July 26, 2011

Nissan Unveils China Growth Strategy, Plans Venucia Electric Vehicle

July 26 - Beijing - Nissan CEO Carlos Ghosn unveiled a new business plan for China on Tuesday, with local partnership Dongfeng Motor Co., Ltd. aiming to raise annual sales 70 percent to more than 2.3 million vehicles by 2015.

To meet that goal, the Chinese joint venture will invest 50 billion yuan ($8 billion) as it introduces 30 models, adds 1,000 dealerships and plans to sell locally built electric vehicles.

China, the world’s largest auto market, is central to Power 88 Nissan’s plan to raise global market share and profit margins to 8 percent by fiscal 2016.

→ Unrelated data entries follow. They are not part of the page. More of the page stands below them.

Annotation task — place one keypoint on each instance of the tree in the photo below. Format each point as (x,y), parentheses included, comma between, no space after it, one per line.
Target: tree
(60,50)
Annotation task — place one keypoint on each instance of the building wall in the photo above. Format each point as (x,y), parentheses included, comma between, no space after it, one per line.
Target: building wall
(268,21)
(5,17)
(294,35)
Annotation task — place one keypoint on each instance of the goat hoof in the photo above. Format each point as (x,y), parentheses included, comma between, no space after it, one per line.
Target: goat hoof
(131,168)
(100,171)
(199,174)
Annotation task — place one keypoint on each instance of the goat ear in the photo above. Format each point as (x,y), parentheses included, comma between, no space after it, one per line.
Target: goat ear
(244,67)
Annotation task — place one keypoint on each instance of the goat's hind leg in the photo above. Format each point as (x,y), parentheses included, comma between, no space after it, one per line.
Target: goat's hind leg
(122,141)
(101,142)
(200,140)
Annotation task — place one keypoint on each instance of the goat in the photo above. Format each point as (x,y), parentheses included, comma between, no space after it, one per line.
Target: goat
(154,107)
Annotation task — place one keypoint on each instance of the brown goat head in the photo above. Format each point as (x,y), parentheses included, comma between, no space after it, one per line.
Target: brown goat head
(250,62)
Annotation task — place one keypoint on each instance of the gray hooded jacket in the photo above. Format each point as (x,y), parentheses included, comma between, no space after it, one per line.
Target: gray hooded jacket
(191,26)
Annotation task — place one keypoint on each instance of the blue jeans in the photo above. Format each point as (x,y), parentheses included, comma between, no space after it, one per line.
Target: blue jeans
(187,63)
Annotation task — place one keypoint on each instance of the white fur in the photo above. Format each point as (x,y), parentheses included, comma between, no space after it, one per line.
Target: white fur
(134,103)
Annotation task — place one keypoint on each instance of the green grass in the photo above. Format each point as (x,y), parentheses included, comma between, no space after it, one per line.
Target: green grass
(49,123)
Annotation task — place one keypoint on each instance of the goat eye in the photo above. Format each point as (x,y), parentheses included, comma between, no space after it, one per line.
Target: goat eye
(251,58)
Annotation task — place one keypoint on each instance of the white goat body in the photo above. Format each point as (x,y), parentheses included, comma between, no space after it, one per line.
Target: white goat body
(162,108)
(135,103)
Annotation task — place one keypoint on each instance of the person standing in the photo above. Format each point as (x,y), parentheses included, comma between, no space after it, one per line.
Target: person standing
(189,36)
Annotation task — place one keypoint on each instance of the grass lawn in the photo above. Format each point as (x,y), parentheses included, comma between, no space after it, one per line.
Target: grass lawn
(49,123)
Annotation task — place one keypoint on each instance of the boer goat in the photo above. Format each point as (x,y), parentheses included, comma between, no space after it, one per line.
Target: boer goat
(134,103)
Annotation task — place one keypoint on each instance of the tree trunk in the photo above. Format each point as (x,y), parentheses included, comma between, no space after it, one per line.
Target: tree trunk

"We have today about 6.2 percent market share in China and we know we have a shortfall in terms of supply--we cannot provide as many cars as the market is demanding," Ghosn said. "I would say the pent-up demand on our product today is above 7 percent already. We want to reach 10 percent."

The first of five models from China-only brand Venucia will be introduced next year, as the new nameplate targets annual sales of 300,000 within five years.

Venucia will also begin selling an electric model by 2015.

"We can introduce the technology, we can introduce the zero-emission cars, and we can introduce them in the best way possible to make them competitive," Ghosn said.

New production capacity in Guangzhou, Changzhou and Shiyan will help the company’s local manufacturing capability keep pace as Nissan Dongfeng gears up for further growth in the Middle Kingdom.